Apologize, I was wrong, I confused `k` with `t` in the assignments for `yllp, yllw` (which indeed would not make sense). Thanks for spelling it out for me. So I agree, under the assumption that `threadid()` is constant during a loop execution, the above would be thread safe.

`threadid()` is in general not constant during an iteration. That is what the linked blog post talks about.
Also see the (extended) help for `??Threads.@threads`:

``````  The @threads macro executes the loop body in an unspecified order and potentially concurrently. It does not
specify the exact assignments of the tasks and the worker threads. The assignments can be different for each
execution. The loop body code (including any code transitively called from it) must not make any assumptions
about the distribution of iterations to tasks or the worker thread in which they are executed. The loop body
for each iteration must be able to make forward progress independent of other iterations and be free from
data races. As such, invalid synchronizations across iterations may deadlock while unsynchronized memory
accesses may result in undefined behavior.

For example, the above conditions imply that:

•  The lock taken in an iteration must be released within the same iteration.

•  Communicating between iterations using blocking primitives like Channels is incorrect.

•  Write only to locations not shared across iterations (unless a lock or atomic operation is used).

•  The value of threadid() may change even within a single iteration
``````

However, one can restore the behavior for constant `threadid()` by writing `Threads.@threads :static for ...`. Also from the help:

``````:static
–––––––––

:static scheduler creates one task per thread and divides the iterations equally among them, assigning each
task specifically to each thread. In particular, the value of threadid() is guaranteed to be constant within
one iteration. Specifying :static is an error if used from inside another @threads loop or from a thread
other than 1.

│ Note
│
│  :static scheduling exists for supporting transition of code written before Julia 1.3. In newly
│  written library functions, :static scheduling is discouraged because the functions using this
│  option cannot be called from arbitrary worker threads.

``````

U, there’s an extended help `??`, fancy! : )

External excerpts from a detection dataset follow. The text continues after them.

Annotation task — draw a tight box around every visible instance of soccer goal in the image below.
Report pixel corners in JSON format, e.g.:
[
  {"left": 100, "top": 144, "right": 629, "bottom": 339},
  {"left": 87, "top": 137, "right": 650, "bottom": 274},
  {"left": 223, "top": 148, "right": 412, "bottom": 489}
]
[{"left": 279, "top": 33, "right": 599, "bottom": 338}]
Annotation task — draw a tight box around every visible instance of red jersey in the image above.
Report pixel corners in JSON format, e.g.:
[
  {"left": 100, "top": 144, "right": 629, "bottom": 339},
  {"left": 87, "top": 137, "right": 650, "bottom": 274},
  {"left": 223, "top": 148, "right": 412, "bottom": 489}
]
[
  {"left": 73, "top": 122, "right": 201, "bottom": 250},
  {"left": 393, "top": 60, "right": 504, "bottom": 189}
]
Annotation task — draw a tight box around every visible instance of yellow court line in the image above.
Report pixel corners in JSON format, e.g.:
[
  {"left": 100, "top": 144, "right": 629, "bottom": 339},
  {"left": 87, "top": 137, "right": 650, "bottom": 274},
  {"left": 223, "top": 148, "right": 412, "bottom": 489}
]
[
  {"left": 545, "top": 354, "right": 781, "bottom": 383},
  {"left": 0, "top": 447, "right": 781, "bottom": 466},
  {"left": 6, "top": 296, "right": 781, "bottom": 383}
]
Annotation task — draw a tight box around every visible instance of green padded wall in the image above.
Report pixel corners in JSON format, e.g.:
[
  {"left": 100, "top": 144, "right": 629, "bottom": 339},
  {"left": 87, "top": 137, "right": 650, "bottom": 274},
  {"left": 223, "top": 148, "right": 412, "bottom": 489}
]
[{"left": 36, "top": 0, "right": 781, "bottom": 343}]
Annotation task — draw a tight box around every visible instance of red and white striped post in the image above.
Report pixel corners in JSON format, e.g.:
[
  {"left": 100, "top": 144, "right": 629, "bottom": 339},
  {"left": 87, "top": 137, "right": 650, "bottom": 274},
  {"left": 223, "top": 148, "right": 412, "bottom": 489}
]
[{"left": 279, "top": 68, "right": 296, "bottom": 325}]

So let me get this straight. it can happen that e.g. thread 8 starts with the execution of the one of the iterations of the `@threads for ...`. Hence it is assigned to e.g. `k=1000`, creates `t=8`, and I think `t` is an integer, it is not dynamically changed. Then in the middle of the computation, thread 8 stops, leaves the variables frozen, and thread 4 continues with the computation on `k=1000`. Thread 4 still computes with `t=8`, since that variable is set only once. Thread 8 is assigned to e.g. `k=2000`, but creates the same `t=8` in its iteration. As threads 4 and 8 compute, they read and write to the same array `Zw[:,8]`. Is this how the data race happens?

This is a catastrophe. I’m so grateful you guys pointed this out. That would’ve been a really hard bug to detect.

Using instead `@threads :static for ...` makes sure that there is no concurrency? By that, I mean that when thread 8 is assigned `k=1000`, it will keep calculating until it finishes, no other thread will take over?

I am also experimenting with

``````ThreadsX.foreach
Folds.foreach
FLoops.@floop
Polyester.@batch
``````

Are those pure parallelizations, or do they also have this darn concurrency? In other words, if I substitute `@threads` with any of them, do I also get data races?

Yes.

Sorry, I don’t know much about the other packages.